Levenshtein distance(Basic algorithm)

By | February 14, 2026

The Levenshtein distance (also known as edit distance) is a metric for measuring the similarity between two strings. It’s defined as the minimum number of operations required to transform one string into the other using insertion, deletion, and substitution operations.

We can efficiently calculate the Levenshtein distance using dynamic programming.

Example: Levenshtein Distance between “kitten” and “sitting”

Let’s consider two strings s1 = "kitten" and s2 = "sitting" as an example.

Here are the steps to count the number of operations:

  1. kitten → sitten (substitution: k → s)
  2. sitten → sittin (substitution: e → i)
  3. sittin → sitting (insertion: g)

In this case, the Levenshtein distance is 3.

Dynamic Programming Approach

Dynamic programming involves creating and filling in the following table:

dp[i][j] represents the Levenshtein distance between the first i characters of s1 and the first j characters of s2.

sitting
01234567
k11234567
i22123456
t33212345
t44321234
e55432234
n66543323

How to fill in the table:

  • dp[0][j] = j: The distance between an empty string and the first j characters of s2 is equal to the number of insertion operations, which is j.
  • dp[i][0] = i: The distance between the first i characters of s1 and an empty string is equal to the number of deletion operations, which is i.
  • dp[i][j] is the minimum of the following:
    • dp[i-1][j] + 1: The cost of deleting the i-th character of s1 (deletion)
    • dp[i][j-1] + 1: The cost of inserting the j-th character of s2 (insertion)
    • dp[i-1][j-1] + (0 if s1[i-1] == s2[j-1] else 1): If the i-th character of s1 and the j-th character of s2 are equal, the cost is 0; otherwise, it’s the cost of substitution (1)

Finally, dp[len(s1)][len(s2)] is the Levenshtein distance.

def levenshtein_distance(s1, s2):
    """
    Calculates the Levenshtein distance using dynamic programming.

    Args:
        s1 (str): The first string.
        s2 (str): The second string.

    Returns:
        int: The Levenshtein distance.
    """

    len_s1 = len(s1)
    len_s2 = len(s2)

    # Initialize the dp table
    dp = [[0] * (len_s2 + 1) for _ in range(len_s1 + 1)]

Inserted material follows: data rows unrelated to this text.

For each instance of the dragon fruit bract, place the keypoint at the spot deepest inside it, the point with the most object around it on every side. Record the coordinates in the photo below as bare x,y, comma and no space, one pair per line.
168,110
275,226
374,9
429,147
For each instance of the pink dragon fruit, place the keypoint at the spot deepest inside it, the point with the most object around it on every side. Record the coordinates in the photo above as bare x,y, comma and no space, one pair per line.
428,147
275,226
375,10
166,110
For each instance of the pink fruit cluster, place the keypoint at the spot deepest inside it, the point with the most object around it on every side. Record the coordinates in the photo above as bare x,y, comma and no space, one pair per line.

    # Set initial conditions
    for i in range(len_s1 + 1):
        dp[i][0] = i
    for j in range(len_s2 + 1):
        dp[0][j] = j

    # Fill in the dp table
    for i in range(1, len_s1 + 1):
        for j in range(1, len_s2 + 1):
            if s1[i - 1] == s2[j - 1]:
                cost = 0
            else:
                cost = 1

            dp[i][j] = min(
                dp[i - 1][j] + 1,  # Deletion
                dp[i][j - 1] + 1,  # Insertion
                dp[i - 1][j - 1] + cost  # Substitution
            )

    return dp[len_s1][len_s2]


# Example
s1 = "kitten"
s2 = "sitting"
distance = levenshtein_distance(s1, s2)
print(f'Levenshtein distance between "{s1}" and "{s2}": {distance}')  # Output: 3

s1 = "intention"
s2 = "execution"
distance = levenshtein_distance(s1, s2)
print(f'Levenshtein distance between "{s1}" and "{s2}": {distance}') #Output: 5

Dynamic programming allows us to efficiently calculate the Levenshtein distance. This algorithm has various applications in areas such as string similarity comparison and spell checking.